Successive Approximation (SAR) ADC

The SAR analog-to-digital converter is the DAQ world’s “bread and butter” ADC (Successive Approximation Register). It has a superb speed-to-resolution ratio and can handle a wide range of signals with high fidelity.

Because SAR designs have been around for a long time, they are stable and trustworthy, and the chips are reasonably inexpensive. They can be configured for both lowend A/D cards, where a single ADC chip is “shared” by several input channels (multiplexed A/D boards), and for genuine simultaneous sampling, where each input channel has its own ADC.
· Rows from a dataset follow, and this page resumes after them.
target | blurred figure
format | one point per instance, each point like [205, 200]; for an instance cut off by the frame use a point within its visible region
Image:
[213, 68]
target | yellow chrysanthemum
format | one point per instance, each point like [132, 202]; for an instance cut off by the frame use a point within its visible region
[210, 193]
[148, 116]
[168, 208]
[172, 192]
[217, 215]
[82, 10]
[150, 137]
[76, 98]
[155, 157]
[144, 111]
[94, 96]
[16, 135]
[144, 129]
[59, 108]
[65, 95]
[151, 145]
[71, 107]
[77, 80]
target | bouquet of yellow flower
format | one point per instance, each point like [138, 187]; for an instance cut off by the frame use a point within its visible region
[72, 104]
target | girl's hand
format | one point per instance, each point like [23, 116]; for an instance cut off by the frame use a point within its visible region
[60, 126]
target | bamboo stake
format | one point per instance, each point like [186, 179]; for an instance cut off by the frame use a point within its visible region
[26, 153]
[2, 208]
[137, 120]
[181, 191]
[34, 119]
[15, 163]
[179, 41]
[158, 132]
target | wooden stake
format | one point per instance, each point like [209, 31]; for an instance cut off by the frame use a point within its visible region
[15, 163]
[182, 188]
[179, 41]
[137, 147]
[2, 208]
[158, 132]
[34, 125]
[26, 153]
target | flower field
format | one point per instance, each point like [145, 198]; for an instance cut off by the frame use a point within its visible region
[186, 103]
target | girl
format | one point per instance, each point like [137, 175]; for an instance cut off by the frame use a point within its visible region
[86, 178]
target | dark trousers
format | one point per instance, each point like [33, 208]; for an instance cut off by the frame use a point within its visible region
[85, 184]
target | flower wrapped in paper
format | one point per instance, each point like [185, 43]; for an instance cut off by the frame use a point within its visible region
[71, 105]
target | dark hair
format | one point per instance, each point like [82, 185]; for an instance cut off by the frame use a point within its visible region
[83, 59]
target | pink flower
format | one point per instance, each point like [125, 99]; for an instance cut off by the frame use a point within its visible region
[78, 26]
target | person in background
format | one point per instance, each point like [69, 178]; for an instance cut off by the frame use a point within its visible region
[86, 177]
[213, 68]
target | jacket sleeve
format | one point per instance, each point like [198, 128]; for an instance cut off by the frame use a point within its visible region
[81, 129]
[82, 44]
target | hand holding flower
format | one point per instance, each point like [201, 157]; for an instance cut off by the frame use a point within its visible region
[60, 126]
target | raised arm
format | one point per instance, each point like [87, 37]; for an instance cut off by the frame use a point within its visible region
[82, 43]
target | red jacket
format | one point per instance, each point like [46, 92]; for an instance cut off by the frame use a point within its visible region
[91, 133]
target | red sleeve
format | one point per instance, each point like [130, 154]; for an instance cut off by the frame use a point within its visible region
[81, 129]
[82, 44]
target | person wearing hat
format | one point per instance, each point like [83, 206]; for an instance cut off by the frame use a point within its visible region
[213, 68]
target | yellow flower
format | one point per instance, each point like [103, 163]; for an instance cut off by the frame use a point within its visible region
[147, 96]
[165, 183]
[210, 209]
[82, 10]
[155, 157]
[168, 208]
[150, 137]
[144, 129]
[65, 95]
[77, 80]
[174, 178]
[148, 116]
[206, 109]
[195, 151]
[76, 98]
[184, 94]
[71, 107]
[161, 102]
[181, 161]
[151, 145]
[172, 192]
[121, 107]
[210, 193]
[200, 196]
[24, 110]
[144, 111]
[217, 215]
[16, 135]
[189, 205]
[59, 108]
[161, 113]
Most ADCs have a 5V analog input, which is why practically all signal conditioning front-ends have the same conditioned output. A sample-and-hold circuit is used in a conventional SAR ADC to receive the conditioned analog voltage from the signal conditioning front-end.

An on-board DAC retains a circuit and generates an analog reference voltage equal to the sample’s digital code output. Both are put through a comparator, which then delivers the comparison result to the SAR. This operation is repeated “n” times until the closest value to the actual signal is discovered, where “n” is the bit resolution of the ADC.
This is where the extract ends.